XXII Теперь мы поквитались

   Как резко изменилась погода за ночь: вчера еще была железно-серая слякоть, а сегодня снег навален аршинными сугробами и деревья охлоплены инеем.
   Высокие легкие санки, ныряя, позванивают острыми стальными полозьями. Запрокинувшись назад и привстав с козел, остриженный в скобку извозчик-лихач с павлиньим пером на шапке, прицокивая языком, придерживает синими струнами вожжей размашистого вороного рысака с забинтованными от растяжения сухожильями. Края темно-малиновой попоны, развеваясь от бега, взлетают крыльями; из-под нее облаком, как из открытой двери чайной, валит густой пар. Заиндевевший лошадиный круп с точностью заводного механизма выбрасывает мощные лопасти задних ног, швыряясь снежками и изредка на спуске слегка осекаясь подковными шипами о металлический передок саней.
   — Николай Степанович будет доволен. Мне удалось достать хорошие дуэльные пистолеты пушкинского времени. Да и сегодняшний зимний день мало, я думаю, отличается от того... Вот только Нева не замерзла.
   Комаров, накинувший на плечи, очевидно, для большей стильности николаевскую шинель, посматривает
   Эльга встретила нас весело, ни о чем не расспрашивала и только при прощанье тихо сказала:
   — Как вам не стыдно заниматься мальчишескими глупостями в такое время...

XXIII Поезд Пуришкевича

   Мы уже собирались ехать и стояли в передней, ко да задребезжал телефонный звонок.
   — Подойдите, пожалуйста, и спросите, кто говорит, — попросила меня Эльга.
   Я взял трубку, но ответа на мое «алло» не последовало. Только в ухе ноющей зубной болью отдался тугой камертонный звон заиндевевшей проволоки.

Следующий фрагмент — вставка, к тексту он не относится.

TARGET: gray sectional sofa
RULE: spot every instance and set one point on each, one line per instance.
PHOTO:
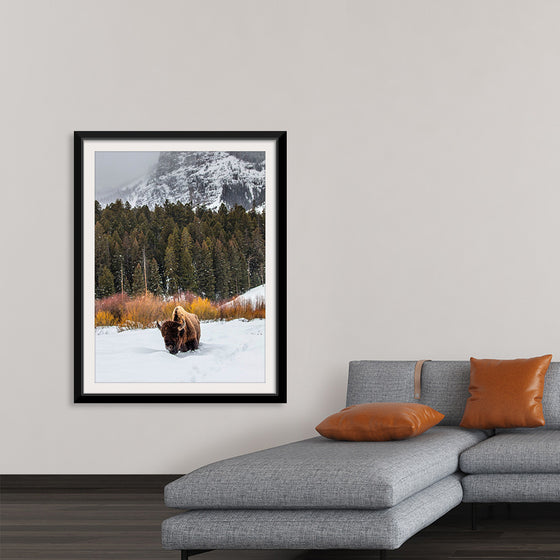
(325, 494)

Наконец, на третье «алло» послышался отдаленный, как будто из-за сотен верст несущийся, слабый, но отчетливый певучий мужичий говорок:
   — Эй, малый... слышь, што ль... скажи Ельке (я ясно разобрал — не Эльге, а Ельке)... пущай подойдет... Скажи, Григорь Ефимыч спрашиват... она знат...
   Но Эльга уже и без того стояла рядом и брала из моих рук телефонную трубку.
   — Григорий Ефимович?.. Здравствуйте, здравствуйте... Очень рада... Я давно уже жду вашего звонка... Заезжайте, непременно заезжайте, но только попоздней. До десяти вечера меня не будет дома... Что? Я не разобрала... Ах, вы опять про то же...
   И Эльга вдруг расхохоталась в телефон неестественным смехом, какого я у нее никогда раньше не слыхал, — с игривым вульгарным повизгиваньем, как деревенская девка, которую парень ненароком щипнул за грудь.
   — Ну, хорошо, хорошо... До свиданья... Я сейчас уезжаю.
   Трубка повешена, но Эльга как-то неестественно возбуждена, глаза ее блестят, губы улыбаются, движения порывисты — точно из телефонного аппарата она получила разряд электричества.
   На Гумилева, так же, как и на меня, неприятно подействовал смех Эльги, и он брезгливо поморщился.
   — Вы хорошо знаете, что он нам необходим для нашего дела, — оправдывалась дорогой Эльга. — Только через него сможем связаться с крестьянством. И потом только он один сможет нам устроить свиданье с «ним». «С ним» Эльга особенно многозначительно подчеркнула.
   В молочном тумане блеснул золотыми звездами синий купол Измайловского собора, и темной тенью, как часовой, вытянулся чугунный обелиск из турецких пушек. Вот и Обводный канал — место, где когда-то под брошенной бомбой разлетелась лакированная министерская карета Плеве.
   Мы подъехали к Варшавскому вокзалу, но остановились не у главного подъезда, а у ворот, ведущих прямо на подъездные пути. Здесь во время войны грузились, обычно в сумерках, отходящие на фронт эшелоны запасных частей, гремела духовая музыка, перекатывалось «ура», разливались разудалые песни, заглушавшие тихие, подавленные всхлипыванья. Но теперь ни один паровозный свисток не разрывал молочный морозный воздух. Вокзал и полотно кажутся вымершими, хотя все пути загромождены пустыми неподвижными вагонами, теплушками, цистернами и платформами. С трудом пробирались мы по огромному железнодорожному кладбищу, пока нам не попался безногий инвалид в солдатской форме с Георгиевской медалью на груди.
   — Где здесь стоит поезд Пуришкевича? — спросил его Гумилев.
   —  — Так точно, ваше высокоблагородие! — гаркнул инвалид, взяв под козырек. — Так что, дозвольте провести.
   И, не дожидаясь согласия, инвалид, переваливаясь, как Ванька-встанька, стуча деревяшками, юркнул под колеса вагона. Он ковылял так быстро, что мы едва поспевали и нагнали его только перед составом из нескольких вагонов без паровоза.
   — Спасибо тебе, братец, — поблагодарил Гумилев и сунул ему в руку скомканную ассигнацию.
   — Рад стараться, ваше высокоблагородие! — гаркнул инвалид и исчез под колесами.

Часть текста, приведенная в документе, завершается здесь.